Somehow Hugh mastered the nervous trembling in his fingers sufficiently to cut away the shirt, upon which the broad stain of red showed with sickening clearness. Beneath, Strangwayes’ back was slimy with blood, and the dark drops were oozing from a jagged wound in the fleshy part of the left shoulder. Strangwayes, who was sitting with his full weight thrown upon his right arm, never uttered sound nor winced, but Hugh sank down on his knees, and for a moment felt too faint to do more than support his friend with his arm.

“‘O dinna ye see the red heart’s blood

Run trickling down my knee,’”

Strangwayes half hummed, and turned his head to look at Hugh.
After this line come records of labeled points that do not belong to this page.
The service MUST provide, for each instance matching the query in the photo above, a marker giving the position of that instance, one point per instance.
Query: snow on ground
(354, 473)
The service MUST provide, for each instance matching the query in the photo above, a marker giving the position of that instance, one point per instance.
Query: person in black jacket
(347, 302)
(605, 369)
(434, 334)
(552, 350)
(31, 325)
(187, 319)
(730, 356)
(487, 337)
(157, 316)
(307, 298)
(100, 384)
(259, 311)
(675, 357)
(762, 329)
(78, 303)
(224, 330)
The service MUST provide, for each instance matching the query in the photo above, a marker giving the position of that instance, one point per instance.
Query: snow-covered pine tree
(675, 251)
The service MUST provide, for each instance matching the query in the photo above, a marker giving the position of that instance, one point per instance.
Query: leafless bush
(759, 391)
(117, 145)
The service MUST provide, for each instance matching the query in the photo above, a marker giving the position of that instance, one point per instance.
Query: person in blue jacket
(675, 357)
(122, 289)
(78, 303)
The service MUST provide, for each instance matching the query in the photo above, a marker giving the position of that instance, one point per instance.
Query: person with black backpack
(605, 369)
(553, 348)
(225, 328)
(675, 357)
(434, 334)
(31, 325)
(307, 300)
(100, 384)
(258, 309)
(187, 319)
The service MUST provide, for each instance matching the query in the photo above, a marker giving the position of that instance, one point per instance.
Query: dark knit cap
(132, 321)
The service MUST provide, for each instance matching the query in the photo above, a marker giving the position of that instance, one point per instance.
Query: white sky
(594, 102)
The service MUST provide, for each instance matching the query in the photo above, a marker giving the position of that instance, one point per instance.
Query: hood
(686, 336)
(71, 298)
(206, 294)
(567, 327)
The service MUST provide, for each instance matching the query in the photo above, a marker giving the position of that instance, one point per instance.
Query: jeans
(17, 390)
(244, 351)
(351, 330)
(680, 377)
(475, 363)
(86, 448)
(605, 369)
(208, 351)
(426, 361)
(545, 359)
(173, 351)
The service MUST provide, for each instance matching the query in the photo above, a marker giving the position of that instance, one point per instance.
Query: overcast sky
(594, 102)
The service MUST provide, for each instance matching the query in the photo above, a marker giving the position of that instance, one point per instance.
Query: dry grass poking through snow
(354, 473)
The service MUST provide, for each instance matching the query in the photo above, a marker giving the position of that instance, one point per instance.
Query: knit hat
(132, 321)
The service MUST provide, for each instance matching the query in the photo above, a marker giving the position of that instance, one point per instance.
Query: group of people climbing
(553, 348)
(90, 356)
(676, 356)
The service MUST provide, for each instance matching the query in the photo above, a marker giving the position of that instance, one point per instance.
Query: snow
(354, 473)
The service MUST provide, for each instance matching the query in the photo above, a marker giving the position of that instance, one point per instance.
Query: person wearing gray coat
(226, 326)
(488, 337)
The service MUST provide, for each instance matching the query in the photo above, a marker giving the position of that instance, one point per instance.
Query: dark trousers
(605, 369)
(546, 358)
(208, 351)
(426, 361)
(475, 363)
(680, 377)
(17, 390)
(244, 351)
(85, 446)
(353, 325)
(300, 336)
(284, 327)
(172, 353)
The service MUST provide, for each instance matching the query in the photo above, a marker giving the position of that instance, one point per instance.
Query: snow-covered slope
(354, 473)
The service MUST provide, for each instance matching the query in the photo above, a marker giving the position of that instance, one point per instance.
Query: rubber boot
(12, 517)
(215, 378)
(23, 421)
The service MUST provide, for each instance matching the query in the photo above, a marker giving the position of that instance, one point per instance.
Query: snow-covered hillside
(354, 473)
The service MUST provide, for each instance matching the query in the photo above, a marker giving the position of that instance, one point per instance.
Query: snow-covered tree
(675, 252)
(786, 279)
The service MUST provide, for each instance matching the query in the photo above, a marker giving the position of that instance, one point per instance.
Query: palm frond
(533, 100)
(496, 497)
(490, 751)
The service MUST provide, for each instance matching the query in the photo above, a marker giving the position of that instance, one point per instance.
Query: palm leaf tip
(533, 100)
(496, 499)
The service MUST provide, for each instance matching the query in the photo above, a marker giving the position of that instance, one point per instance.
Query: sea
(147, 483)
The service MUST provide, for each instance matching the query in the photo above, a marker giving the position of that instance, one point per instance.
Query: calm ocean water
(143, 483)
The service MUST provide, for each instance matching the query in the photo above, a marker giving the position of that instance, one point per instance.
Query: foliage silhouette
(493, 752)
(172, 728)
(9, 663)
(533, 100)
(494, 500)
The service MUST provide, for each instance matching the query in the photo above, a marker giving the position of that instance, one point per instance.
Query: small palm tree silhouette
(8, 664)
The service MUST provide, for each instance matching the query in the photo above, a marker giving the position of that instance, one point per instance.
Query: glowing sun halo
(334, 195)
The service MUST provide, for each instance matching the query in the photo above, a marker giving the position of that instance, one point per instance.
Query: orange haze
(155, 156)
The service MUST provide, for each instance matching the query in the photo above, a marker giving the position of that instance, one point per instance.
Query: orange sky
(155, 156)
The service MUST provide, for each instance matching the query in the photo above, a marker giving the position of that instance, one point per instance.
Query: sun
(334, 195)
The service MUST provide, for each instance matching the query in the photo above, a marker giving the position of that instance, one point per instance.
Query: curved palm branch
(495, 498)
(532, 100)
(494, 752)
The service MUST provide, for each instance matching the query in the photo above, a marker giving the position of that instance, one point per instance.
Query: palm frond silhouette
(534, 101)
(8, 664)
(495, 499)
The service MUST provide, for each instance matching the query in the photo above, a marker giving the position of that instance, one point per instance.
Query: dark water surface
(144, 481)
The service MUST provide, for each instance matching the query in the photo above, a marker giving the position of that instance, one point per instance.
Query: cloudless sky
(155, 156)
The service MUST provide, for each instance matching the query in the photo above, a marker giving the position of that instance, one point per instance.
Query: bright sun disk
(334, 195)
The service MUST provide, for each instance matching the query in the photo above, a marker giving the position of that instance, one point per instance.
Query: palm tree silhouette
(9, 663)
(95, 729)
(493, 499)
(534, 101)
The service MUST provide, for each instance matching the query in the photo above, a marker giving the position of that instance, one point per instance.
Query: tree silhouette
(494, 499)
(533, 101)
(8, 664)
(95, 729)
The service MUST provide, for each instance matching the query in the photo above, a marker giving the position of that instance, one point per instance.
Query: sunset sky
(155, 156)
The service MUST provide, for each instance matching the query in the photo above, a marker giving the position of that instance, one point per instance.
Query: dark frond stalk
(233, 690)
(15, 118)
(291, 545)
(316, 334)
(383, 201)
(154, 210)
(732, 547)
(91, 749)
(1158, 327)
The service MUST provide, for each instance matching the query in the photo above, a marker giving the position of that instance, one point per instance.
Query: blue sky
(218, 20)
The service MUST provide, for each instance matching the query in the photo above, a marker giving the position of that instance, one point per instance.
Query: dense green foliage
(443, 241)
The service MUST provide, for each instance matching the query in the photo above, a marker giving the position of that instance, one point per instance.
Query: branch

His brows were puckered with pain, but there was the ghost of a smile on his lips as he drawled, “Why, Hughie, man, methinks I be the one to feel sick, not you.”

Thereat Hugh set his teeth, and, shamed into strength by the other’s courage, dipped half the cut shirt into the brook and washed the wound, tenderly as he was able, then made shift to bandage it, as Strangwayes directed. “Well, I’m still wearing a shirt,” the latter said, as Hugh carefully helped him into his coat, “but ’tis not in the usual way. You must fasten my coat up to my chin, Hugh, and pray none note my lack of linen, nor the bullet-hole in the back. What a place to be wounded!”